Le cheratosi attiniche (AK) sono associate al carcinoma a cellule squamose, ma si sa poco sul rischio di progressione delle singole lesioni. Tuttavia, la carcinogenesi sul campo o un numero maggiore di lesioni e l’entità dell’iperproliferazione delle cellule cheratinocitiche atipiche sembrano essere fattori rilevanti. Uno strumento valido e fattibile per valutare la gravità dell’AK e il successo del trattamento è il punteggio AKASI. La diagnosi di AK può oggi essere confermata da moderni metodi non invasivi.

Le cheratosi attiniche (AK) sono tra le dermatosi più comuni sulla pelle cronicamente danneggiata dal sole. Si tratta di lesioni cutanee precancerose derivanti dalla proliferazione di cheratinociti atipici sulla pelle danneggiata dai raggi UV, che colpiscono in particolare il viso, il cuoio capelluto glabro e le estremità. Secondo i dati epidemiologici, la prevalenza dell’AK nelle persone di età superiore ai 60 anni è tra il 20-35% [1–3].

L’AK è una condizione precancerosa facoltativa.

Uno studio di coorte con un periodo di follow-up di 5 anni ha mostrato che il 65% dei carcinomi a cellule squamose (SCC) è sorto da lesioni AK preesistenti [4]. In un altro studio, la probabilità di progressione a SCC entro 10 anni in pazienti con una media di 7,7 AK è stata riportata intorno al 10% [19].

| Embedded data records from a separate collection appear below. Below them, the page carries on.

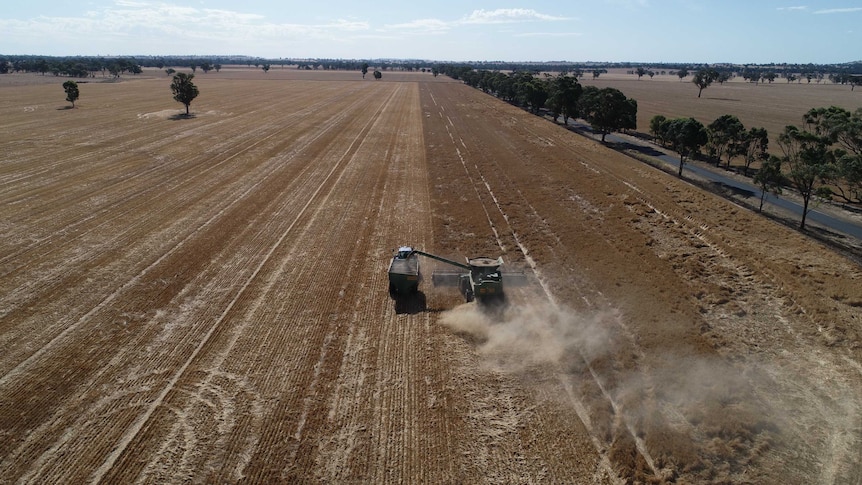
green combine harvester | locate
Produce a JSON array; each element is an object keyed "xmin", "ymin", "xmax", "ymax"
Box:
[{"xmin": 389, "ymin": 246, "xmax": 526, "ymax": 303}]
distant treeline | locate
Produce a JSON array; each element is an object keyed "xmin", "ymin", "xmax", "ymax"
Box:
[{"xmin": 0, "ymin": 55, "xmax": 862, "ymax": 82}]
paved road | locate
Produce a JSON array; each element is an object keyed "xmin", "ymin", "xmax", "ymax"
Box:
[{"xmin": 569, "ymin": 120, "xmax": 862, "ymax": 240}]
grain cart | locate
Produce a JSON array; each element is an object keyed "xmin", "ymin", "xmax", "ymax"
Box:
[
  {"xmin": 389, "ymin": 246, "xmax": 422, "ymax": 298},
  {"xmin": 389, "ymin": 246, "xmax": 526, "ymax": 303}
]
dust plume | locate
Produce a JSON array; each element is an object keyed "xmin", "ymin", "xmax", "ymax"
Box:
[{"xmin": 440, "ymin": 303, "xmax": 613, "ymax": 372}]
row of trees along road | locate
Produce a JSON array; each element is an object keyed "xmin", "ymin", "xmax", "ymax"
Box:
[
  {"xmin": 442, "ymin": 68, "xmax": 638, "ymax": 142},
  {"xmin": 650, "ymin": 106, "xmax": 862, "ymax": 229},
  {"xmin": 440, "ymin": 65, "xmax": 862, "ymax": 229}
]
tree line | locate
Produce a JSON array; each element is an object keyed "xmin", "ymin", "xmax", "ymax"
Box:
[
  {"xmin": 435, "ymin": 66, "xmax": 862, "ymax": 229},
  {"xmin": 442, "ymin": 66, "xmax": 637, "ymax": 141},
  {"xmin": 650, "ymin": 106, "xmax": 862, "ymax": 229}
]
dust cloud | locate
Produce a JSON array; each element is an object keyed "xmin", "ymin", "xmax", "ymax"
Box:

“Gli studi di sequenziamento del genoma confermano che le cheratosi attiniche sono lesioni precancerose”, afferma la Prof.ssa Nicole Kelleners-Smeets del Centro Medico Universitario di Maastricht (NL) [5]. La conclusione di un ampio studio genetico molecolare che ha utilizzato il sequenziamento dell’esoma è stata che l’AK è caratterizzata da alterazioni genomiche che si verificano anche nell’SCC, tra cui anomalie nella via di trasduzione del segnale TGF-β [6]. In linea con altri studi, sono state rilevate anche mutazioni in TP53 e NOTCH. L’inattivazione mutazionale precoce di NOTCH1 nell’AK può facilitare la progressione da AK a SCC [6]. TP53 è un gene soppressore del tumore il cui prodotto genico (proteina p53) funziona come fattore di trascrizione. Viene attivato dallo stress cellulare, ad esempio dal danno al DNA indotto dai raggi UV. Sebbene vi sia un crescente numero di prove sui fattori che favoriscono la progressione a SCC, è ancora difficile valutare quali lesioni AK sono ad alto rischio e quali regrediranno. Il relatore ha sottolineato che il trattamento dell’AK può prevenire lo sviluppo dell’SCC.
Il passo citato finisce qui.